Fox Corp. CEO Lachlan Murdoch sued Australian news website Crikey in a Sydney court for defamation over an op-ed about the seizure of the US Capitol last year.
The son of media mogul Rupert Murdoch filed a lawsuit statement in Federal Court on Tuesday, a day after Crikey publisher Private Media president Eric Beecher and managing editor Peter Fray put their names on an ad in The New York Times inviting Lachlan Murdoch to sue.
“We await your order so that we can test this important issue of freedom of public interest journalism in court,” the two media executives said in an open letter to Lachlan Murdoch, also published in The Canberra Times of New York. Australia on Tuesday.
Murdoch is suing Private Media, a private company, Fray, the website’s editor-in-chief and Crikey’s political editor, Bernard Keane.

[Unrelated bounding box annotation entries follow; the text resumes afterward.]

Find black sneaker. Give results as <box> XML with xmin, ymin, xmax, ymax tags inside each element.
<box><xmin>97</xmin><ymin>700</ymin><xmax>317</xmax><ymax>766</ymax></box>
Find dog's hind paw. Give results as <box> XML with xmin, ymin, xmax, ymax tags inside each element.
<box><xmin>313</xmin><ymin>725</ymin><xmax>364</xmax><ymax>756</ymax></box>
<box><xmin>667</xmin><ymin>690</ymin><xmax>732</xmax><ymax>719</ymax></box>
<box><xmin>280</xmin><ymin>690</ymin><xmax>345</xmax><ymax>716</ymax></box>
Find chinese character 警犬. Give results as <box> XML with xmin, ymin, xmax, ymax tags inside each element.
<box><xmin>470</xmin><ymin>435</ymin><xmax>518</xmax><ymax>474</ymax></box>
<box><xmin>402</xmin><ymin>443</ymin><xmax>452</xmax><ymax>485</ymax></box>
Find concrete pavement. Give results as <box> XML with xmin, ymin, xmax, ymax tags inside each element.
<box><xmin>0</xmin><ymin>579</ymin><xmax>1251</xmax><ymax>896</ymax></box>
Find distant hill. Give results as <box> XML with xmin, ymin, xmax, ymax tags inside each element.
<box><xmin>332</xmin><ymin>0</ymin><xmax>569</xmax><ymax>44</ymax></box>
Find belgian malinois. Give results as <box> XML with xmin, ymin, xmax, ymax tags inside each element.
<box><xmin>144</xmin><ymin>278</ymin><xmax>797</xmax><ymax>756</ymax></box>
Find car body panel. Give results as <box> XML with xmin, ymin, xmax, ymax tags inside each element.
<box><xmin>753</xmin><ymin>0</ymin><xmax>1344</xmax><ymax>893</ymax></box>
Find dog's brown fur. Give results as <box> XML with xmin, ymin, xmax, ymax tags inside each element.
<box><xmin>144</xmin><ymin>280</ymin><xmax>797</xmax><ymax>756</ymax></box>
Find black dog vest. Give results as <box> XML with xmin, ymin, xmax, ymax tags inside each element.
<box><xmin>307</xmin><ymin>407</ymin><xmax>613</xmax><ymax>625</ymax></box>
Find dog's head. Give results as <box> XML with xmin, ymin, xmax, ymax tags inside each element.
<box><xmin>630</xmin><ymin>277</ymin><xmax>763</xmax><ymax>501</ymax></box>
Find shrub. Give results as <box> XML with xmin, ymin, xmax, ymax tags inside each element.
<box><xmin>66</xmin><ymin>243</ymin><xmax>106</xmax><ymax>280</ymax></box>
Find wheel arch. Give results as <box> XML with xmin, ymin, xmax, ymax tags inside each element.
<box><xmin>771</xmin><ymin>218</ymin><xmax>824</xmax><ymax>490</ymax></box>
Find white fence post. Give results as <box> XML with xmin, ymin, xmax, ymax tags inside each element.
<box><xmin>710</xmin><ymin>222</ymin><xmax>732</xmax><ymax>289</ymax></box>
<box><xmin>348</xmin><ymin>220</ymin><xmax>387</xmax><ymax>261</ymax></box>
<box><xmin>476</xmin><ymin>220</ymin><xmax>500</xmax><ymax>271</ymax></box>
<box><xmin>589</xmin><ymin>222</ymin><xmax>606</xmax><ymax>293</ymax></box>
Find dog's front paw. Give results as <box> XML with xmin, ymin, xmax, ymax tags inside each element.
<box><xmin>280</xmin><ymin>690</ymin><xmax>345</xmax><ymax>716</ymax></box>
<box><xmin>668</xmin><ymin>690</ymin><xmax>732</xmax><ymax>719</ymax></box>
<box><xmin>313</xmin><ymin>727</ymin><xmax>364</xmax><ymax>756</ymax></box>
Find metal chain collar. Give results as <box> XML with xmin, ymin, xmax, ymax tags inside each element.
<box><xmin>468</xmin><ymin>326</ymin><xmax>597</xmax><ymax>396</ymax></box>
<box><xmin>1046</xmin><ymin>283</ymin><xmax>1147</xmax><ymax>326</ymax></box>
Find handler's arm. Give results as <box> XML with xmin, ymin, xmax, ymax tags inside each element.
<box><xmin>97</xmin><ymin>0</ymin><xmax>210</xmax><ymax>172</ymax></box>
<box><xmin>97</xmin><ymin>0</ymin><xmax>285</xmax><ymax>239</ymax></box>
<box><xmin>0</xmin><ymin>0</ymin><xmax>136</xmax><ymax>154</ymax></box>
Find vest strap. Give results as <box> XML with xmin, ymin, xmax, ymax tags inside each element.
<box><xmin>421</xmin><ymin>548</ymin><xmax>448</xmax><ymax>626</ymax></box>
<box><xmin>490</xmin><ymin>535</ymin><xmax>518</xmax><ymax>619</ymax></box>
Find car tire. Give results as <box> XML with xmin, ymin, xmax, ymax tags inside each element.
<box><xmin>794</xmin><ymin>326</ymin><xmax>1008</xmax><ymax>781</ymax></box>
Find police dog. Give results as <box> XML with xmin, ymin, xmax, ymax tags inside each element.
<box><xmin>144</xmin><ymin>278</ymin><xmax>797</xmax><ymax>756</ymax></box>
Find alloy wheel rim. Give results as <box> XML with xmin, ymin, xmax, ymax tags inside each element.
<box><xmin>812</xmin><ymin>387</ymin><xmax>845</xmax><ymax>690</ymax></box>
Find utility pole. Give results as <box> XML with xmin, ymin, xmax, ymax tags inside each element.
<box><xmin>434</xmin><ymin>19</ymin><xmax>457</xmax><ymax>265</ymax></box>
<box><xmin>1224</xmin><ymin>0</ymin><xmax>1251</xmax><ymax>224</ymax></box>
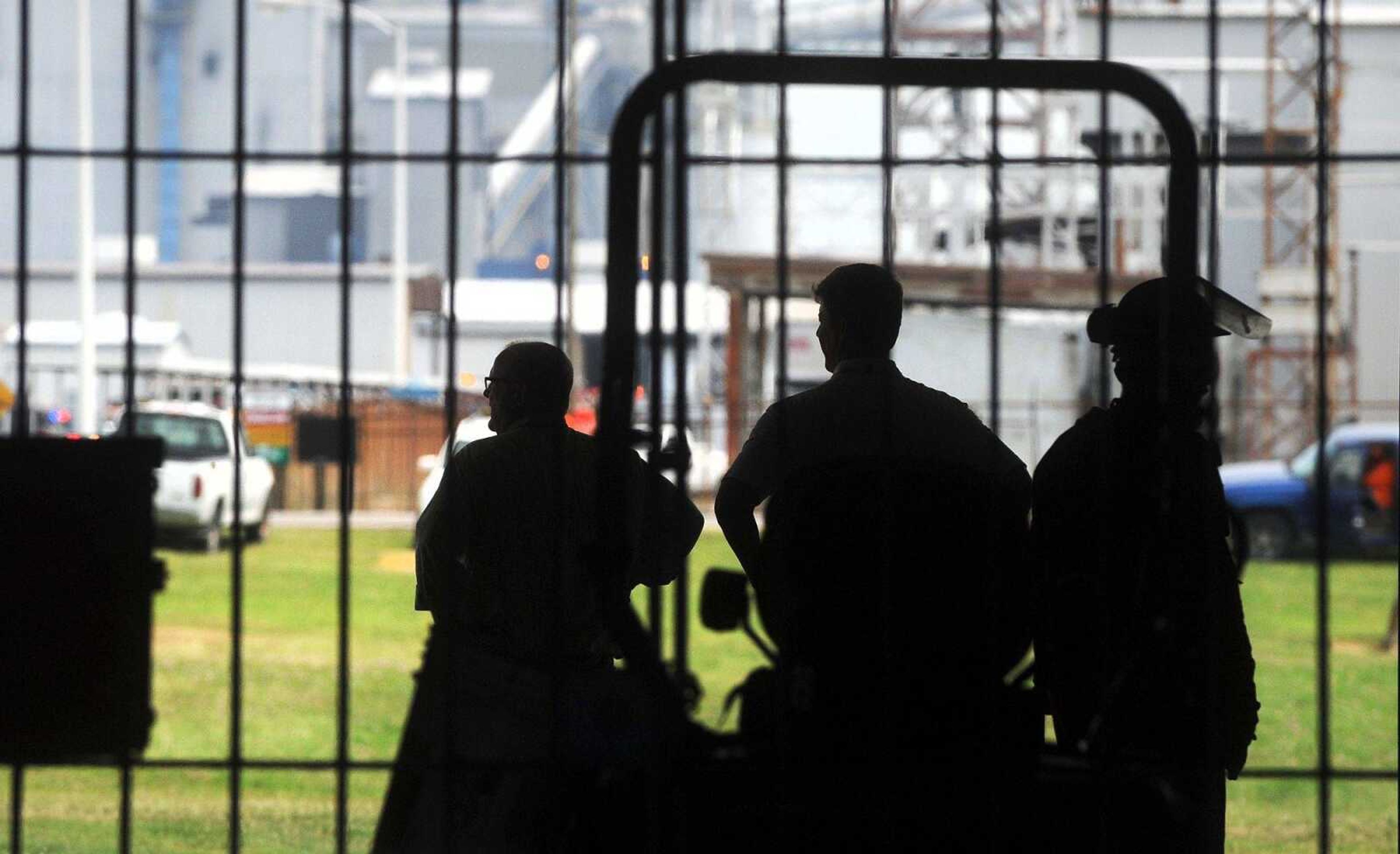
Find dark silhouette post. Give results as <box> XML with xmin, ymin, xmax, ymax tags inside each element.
<box><xmin>1033</xmin><ymin>279</ymin><xmax>1259</xmax><ymax>853</ymax></box>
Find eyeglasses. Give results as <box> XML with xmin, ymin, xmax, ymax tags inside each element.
<box><xmin>482</xmin><ymin>377</ymin><xmax>511</xmax><ymax>397</ymax></box>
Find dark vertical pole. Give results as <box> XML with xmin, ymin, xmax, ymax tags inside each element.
<box><xmin>10</xmin><ymin>761</ymin><xmax>28</xmax><ymax>854</ymax></box>
<box><xmin>550</xmin><ymin>0</ymin><xmax>563</xmax><ymax>348</ymax></box>
<box><xmin>1315</xmin><ymin>0</ymin><xmax>1331</xmax><ymax>854</ymax></box>
<box><xmin>670</xmin><ymin>0</ymin><xmax>689</xmax><ymax>675</ymax></box>
<box><xmin>644</xmin><ymin>0</ymin><xmax>666</xmax><ymax>654</ymax></box>
<box><xmin>1205</xmin><ymin>0</ymin><xmax>1215</xmax><ymax>453</ymax></box>
<box><xmin>442</xmin><ymin>7</ymin><xmax>464</xmax><ymax>851</ymax></box>
<box><xmin>336</xmin><ymin>0</ymin><xmax>353</xmax><ymax>854</ymax></box>
<box><xmin>987</xmin><ymin>0</ymin><xmax>1002</xmax><ymax>434</ymax></box>
<box><xmin>1095</xmin><ymin>0</ymin><xmax>1113</xmax><ymax>406</ymax></box>
<box><xmin>122</xmin><ymin>0</ymin><xmax>139</xmax><ymax>428</ymax></box>
<box><xmin>116</xmin><ymin>757</ymin><xmax>132</xmax><ymax>854</ymax></box>
<box><xmin>228</xmin><ymin>0</ymin><xmax>248</xmax><ymax>854</ymax></box>
<box><xmin>778</xmin><ymin>0</ymin><xmax>790</xmax><ymax>406</ymax></box>
<box><xmin>10</xmin><ymin>0</ymin><xmax>30</xmax><ymax>439</ymax></box>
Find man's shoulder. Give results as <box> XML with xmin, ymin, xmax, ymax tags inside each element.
<box><xmin>1036</xmin><ymin>406</ymin><xmax>1110</xmax><ymax>484</ymax></box>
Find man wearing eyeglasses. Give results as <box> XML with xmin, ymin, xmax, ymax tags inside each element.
<box><xmin>375</xmin><ymin>342</ymin><xmax>704</xmax><ymax>851</ymax></box>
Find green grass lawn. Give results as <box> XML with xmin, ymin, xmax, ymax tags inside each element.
<box><xmin>0</xmin><ymin>531</ymin><xmax>1397</xmax><ymax>854</ymax></box>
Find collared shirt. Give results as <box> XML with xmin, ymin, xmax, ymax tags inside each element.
<box><xmin>417</xmin><ymin>420</ymin><xmax>699</xmax><ymax>665</ymax></box>
<box><xmin>725</xmin><ymin>358</ymin><xmax>1028</xmax><ymax>497</ymax></box>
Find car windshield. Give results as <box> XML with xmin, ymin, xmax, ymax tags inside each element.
<box><xmin>1288</xmin><ymin>442</ymin><xmax>1317</xmax><ymax>479</ymax></box>
<box><xmin>118</xmin><ymin>412</ymin><xmax>228</xmax><ymax>459</ymax></box>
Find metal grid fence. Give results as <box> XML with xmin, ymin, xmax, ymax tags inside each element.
<box><xmin>0</xmin><ymin>0</ymin><xmax>1400</xmax><ymax>854</ymax></box>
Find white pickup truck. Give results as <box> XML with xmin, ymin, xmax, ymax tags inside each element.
<box><xmin>118</xmin><ymin>400</ymin><xmax>273</xmax><ymax>552</ymax></box>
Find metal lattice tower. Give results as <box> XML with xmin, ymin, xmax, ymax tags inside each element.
<box><xmin>1247</xmin><ymin>0</ymin><xmax>1357</xmax><ymax>458</ymax></box>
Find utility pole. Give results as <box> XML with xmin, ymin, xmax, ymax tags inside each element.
<box><xmin>559</xmin><ymin>0</ymin><xmax>587</xmax><ymax>388</ymax></box>
<box><xmin>74</xmin><ymin>0</ymin><xmax>97</xmax><ymax>434</ymax></box>
<box><xmin>389</xmin><ymin>22</ymin><xmax>409</xmax><ymax>385</ymax></box>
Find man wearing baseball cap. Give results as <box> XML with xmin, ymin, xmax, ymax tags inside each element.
<box><xmin>1033</xmin><ymin>279</ymin><xmax>1268</xmax><ymax>853</ymax></box>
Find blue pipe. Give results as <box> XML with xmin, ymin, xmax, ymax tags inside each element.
<box><xmin>151</xmin><ymin>0</ymin><xmax>189</xmax><ymax>260</ymax></box>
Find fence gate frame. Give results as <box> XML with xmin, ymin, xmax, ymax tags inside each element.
<box><xmin>598</xmin><ymin>52</ymin><xmax>1397</xmax><ymax>853</ymax></box>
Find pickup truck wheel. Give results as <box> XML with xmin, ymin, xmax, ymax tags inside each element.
<box><xmin>200</xmin><ymin>501</ymin><xmax>224</xmax><ymax>554</ymax></box>
<box><xmin>1245</xmin><ymin>512</ymin><xmax>1294</xmax><ymax>560</ymax></box>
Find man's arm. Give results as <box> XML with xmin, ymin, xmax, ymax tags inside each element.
<box><xmin>630</xmin><ymin>458</ymin><xmax>704</xmax><ymax>585</ymax></box>
<box><xmin>413</xmin><ymin>448</ymin><xmax>466</xmax><ymax>617</ymax></box>
<box><xmin>714</xmin><ymin>477</ymin><xmax>763</xmax><ymax>581</ymax></box>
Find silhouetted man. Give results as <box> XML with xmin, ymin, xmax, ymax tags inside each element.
<box><xmin>1033</xmin><ymin>279</ymin><xmax>1259</xmax><ymax>853</ymax></box>
<box><xmin>375</xmin><ymin>342</ymin><xmax>704</xmax><ymax>851</ymax></box>
<box><xmin>715</xmin><ymin>265</ymin><xmax>1030</xmax><ymax>850</ymax></box>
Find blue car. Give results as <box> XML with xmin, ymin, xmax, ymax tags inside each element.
<box><xmin>1221</xmin><ymin>423</ymin><xmax>1400</xmax><ymax>560</ymax></box>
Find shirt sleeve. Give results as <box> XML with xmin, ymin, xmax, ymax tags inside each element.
<box><xmin>724</xmin><ymin>403</ymin><xmax>788</xmax><ymax>498</ymax></box>
<box><xmin>629</xmin><ymin>452</ymin><xmax>704</xmax><ymax>587</ymax></box>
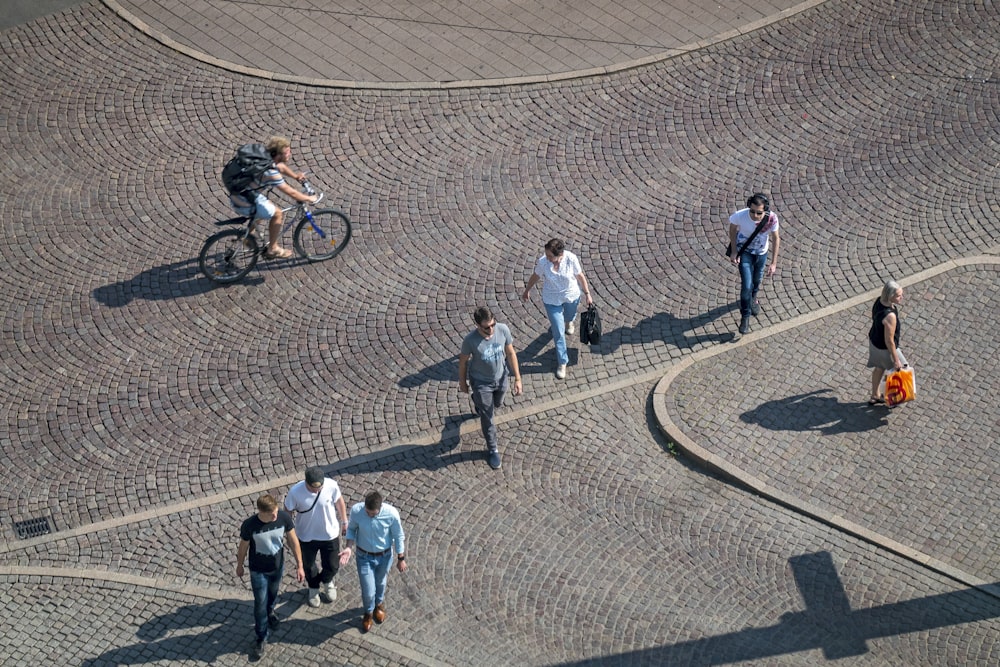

Murdoch claims he was defamed by Keane’s column about the U.S. congressional investigation into the Jan. 6 insurrection, which Crikey published on June 29 under the headlines: “Trump is a confirmed unhinged traitor. And Murdoch is his unindicted co-conspirator.”
U.S. cable news giant Fox News is accused in suits filed in the U.S. of airing false claims linking two election technology companies, Dominion and Smartmatic, to a conspiracy to steal votes from former President Donald Trump in the 2020 election, won by President Joe Biden.
Crikey said it welcomed the Murdoch action. “Crikey will not be silenced,” the statement published Wednesday said.
Lachlan Murdoch’s office confirmed the defamation proceedings had been filed but declined to make further comment.
Private Media chief executive Will Hayward said, “We are determined to fight for the integrity and importance of diverse, independent media in Australian democracy.”
No court hearing date has yet been set. Murdoch has not proposed a monetary sum should he win damages in court.
Crikey removed the contentious article from its website when it received a letter from Murdoch’s lawyers a day after the article was published. After further letters were exchanged between lawyers, Crikey published the article last week.
According to court documents, Crikey attracts an audience of at least 175,000 unique readers a month and has at least 15,000 paid subscribers.